Posts filed under ‘Traditional Justice’

Traditional Courts Bill sparks controversies in South Africa

The Traditional Courts Bill was first introduced in 2008. Recently it was reintroduced and according to its sponsors the Bill should become effective as of the end of 2012. The Bill repeals the Black Administration Act of 1927 – no doubt, a long overdue task.
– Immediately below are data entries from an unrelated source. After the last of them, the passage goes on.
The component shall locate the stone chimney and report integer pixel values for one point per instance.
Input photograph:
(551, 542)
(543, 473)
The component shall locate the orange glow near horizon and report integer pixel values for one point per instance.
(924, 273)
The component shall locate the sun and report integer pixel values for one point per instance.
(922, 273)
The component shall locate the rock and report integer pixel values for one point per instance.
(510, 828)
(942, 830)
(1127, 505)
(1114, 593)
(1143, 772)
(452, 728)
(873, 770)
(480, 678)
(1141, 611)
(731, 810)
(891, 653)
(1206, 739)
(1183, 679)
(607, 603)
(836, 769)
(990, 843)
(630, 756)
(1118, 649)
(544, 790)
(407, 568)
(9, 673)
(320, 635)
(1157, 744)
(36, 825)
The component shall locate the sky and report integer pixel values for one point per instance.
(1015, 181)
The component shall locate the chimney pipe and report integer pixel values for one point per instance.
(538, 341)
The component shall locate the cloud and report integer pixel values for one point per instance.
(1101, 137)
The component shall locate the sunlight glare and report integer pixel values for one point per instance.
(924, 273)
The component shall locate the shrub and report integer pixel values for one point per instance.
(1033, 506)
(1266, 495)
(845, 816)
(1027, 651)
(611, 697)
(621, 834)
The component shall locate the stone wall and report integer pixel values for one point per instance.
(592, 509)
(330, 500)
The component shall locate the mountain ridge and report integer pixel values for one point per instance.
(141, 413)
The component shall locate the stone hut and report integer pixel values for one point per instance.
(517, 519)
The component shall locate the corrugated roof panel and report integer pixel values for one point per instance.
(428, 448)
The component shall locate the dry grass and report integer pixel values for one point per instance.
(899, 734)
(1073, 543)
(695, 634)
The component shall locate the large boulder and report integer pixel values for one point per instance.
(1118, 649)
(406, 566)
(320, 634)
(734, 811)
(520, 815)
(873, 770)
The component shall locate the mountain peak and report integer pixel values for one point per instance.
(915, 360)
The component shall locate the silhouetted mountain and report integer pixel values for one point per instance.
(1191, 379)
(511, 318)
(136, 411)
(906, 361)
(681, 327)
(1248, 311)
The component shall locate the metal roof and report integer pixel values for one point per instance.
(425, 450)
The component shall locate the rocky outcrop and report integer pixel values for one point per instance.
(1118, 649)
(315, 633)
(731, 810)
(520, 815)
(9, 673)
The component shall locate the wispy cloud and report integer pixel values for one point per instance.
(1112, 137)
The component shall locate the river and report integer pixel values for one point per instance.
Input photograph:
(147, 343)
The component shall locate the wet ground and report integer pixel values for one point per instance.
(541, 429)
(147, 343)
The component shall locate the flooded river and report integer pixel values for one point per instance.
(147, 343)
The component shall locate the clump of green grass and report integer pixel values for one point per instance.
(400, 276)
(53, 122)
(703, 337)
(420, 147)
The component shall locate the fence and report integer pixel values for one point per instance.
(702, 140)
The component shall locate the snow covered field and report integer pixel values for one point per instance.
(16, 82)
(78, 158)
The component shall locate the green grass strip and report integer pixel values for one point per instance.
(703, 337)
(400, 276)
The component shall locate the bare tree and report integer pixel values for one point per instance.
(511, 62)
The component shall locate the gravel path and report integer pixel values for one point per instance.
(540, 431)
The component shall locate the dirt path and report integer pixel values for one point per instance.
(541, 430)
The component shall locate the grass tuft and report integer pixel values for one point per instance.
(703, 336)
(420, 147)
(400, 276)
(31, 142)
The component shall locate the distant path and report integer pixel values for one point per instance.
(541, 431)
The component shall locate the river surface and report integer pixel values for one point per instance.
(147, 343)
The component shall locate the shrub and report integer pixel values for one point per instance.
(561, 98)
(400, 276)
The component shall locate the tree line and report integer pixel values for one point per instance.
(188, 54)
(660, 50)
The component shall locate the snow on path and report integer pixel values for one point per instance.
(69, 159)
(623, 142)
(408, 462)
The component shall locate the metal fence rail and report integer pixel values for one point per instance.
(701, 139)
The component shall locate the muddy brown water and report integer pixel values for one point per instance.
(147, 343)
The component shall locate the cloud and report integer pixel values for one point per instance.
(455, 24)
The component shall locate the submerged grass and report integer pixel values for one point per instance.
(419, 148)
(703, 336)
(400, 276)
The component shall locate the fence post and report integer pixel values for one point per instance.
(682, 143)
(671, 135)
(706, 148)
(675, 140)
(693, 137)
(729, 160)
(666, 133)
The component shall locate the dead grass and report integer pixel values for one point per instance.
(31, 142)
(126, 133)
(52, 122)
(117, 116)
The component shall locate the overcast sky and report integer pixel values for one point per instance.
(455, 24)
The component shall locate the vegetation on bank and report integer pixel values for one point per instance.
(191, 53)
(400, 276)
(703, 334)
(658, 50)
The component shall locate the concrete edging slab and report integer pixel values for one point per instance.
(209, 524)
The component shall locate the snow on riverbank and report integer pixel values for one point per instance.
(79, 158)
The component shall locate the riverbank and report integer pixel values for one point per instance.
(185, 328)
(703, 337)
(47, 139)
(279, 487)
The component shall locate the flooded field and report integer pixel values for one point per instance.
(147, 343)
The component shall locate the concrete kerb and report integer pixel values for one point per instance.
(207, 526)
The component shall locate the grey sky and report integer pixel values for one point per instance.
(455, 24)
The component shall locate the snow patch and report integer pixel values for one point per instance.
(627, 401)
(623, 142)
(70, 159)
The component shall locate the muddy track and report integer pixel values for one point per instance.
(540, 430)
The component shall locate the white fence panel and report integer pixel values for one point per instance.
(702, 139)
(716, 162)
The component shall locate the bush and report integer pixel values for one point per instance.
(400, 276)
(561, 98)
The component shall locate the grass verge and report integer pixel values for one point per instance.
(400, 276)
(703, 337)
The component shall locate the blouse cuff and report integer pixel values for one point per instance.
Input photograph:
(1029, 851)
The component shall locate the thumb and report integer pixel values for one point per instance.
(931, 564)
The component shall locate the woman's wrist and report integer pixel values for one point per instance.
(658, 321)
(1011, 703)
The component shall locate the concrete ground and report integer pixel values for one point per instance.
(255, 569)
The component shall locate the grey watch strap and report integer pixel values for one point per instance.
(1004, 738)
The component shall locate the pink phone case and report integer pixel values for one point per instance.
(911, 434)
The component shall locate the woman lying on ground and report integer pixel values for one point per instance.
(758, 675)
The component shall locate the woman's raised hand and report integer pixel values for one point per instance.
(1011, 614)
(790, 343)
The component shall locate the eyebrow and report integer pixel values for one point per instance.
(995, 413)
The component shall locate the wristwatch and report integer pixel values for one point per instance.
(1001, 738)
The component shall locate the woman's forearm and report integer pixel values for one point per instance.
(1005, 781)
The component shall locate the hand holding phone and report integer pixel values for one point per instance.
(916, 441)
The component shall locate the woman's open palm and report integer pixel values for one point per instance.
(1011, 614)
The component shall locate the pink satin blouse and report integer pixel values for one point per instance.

In a nutshell, the Bill regulates the institution of a traditional court. The minister responsible for the administration of justice designates a senior traditional leader, king or queen! to preside over the traditional court. Traditional courts will have jurisdiction to hear certain civil matters (exceptions are constitutional matters, divorce, alimony, custody or guardianship of minor children etc.) as well as some criminal offences such as theft, malicious damage to property, damages not exceeding certain limits and assault which did not result into bodily injury.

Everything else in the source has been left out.